I am currently an MSc-Thesis student in animal nutrition under the supervision of Dr. Anna Kate Shoveller. My passion in animal nutrition started when I took the Pet Nutrition class and participated in a Royal Canin tour early in my undergraduate career. After completing my BSc, I pursued a career as an animal feed formulator at a leading Asian agri-food company, Japfa, in my home country, Indonesia. Through this role, I began to have a keen interest in investigating alternative protein ingredients that have desirable protein quality, sustainable, and economically-feasible, to replace the commonly-used soybean meal and fish meal in the animal feed industry. The quest for alternative protein in feed is of great importance to ensure food security to feed the projected 9 billion people by 2050. Motivated by the urgency for innovative protein ingredients and to further understand the protein quality concept, I decided to pursue a Master’s in this field.  
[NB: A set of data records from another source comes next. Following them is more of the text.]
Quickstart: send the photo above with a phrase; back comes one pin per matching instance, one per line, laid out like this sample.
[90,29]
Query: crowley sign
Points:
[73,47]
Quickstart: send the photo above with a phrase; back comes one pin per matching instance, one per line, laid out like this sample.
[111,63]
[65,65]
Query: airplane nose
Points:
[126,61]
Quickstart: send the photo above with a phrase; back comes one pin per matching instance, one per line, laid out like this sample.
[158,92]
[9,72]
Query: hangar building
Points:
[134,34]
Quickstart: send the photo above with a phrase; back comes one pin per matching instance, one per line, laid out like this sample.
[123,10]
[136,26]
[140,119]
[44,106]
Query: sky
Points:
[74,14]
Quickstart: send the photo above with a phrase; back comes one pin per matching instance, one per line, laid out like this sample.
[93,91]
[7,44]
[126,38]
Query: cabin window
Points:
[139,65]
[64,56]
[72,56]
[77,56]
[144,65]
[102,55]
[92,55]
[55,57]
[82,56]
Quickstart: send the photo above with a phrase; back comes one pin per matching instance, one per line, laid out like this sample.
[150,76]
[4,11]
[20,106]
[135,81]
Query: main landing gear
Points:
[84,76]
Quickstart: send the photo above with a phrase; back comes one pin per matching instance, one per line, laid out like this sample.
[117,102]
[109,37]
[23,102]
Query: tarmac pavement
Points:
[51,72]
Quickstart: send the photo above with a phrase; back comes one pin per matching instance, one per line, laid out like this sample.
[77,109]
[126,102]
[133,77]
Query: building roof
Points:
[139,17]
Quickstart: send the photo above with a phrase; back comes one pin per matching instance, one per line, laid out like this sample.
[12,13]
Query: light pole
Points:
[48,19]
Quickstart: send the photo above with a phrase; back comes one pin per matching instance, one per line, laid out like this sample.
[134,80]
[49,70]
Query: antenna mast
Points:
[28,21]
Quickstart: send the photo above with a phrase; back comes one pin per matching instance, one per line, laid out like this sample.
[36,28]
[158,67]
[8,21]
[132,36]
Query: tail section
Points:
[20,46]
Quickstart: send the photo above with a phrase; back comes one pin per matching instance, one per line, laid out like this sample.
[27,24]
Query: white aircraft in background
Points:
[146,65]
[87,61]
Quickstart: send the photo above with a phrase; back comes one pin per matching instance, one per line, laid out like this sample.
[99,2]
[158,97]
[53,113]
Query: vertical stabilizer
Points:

For my Master’s project, I am evaluating the protein quality of black soldier fly larvae meal (BSFLM), a highly nutritious and sustainable alternative protein ingredient, by using the ileal digestibility and indicator amino acid oxidation (IAAO) techniques in swine. Assessment of protein quality, which technically refers to the amino acid (AA) bioavailability, is essential to successfully introduce a novel protein ingredient into the feed industry. For the ileal digestibility study, pigs were surgically-fitted with a T-cannula for digesta collection and were fed BSFLM-containing diet. The IAAO method measures CO2 released from pigs as a result of AA oxidation, and has been demonstrated to be accurate in quantifying AA bioavailability. Results from my study will provide a more precise AA bioavailability data on BSFLM, an evaluation of different protein quality methods, and give insights to the feed industries and academic communities.

In the future, I hope to contribute my experience and knowledge to the animal feed industry or pursue further research in the same field. Aside from working in the lab or on my laptop, I enjoy swimming, hiking, and spending time with friends.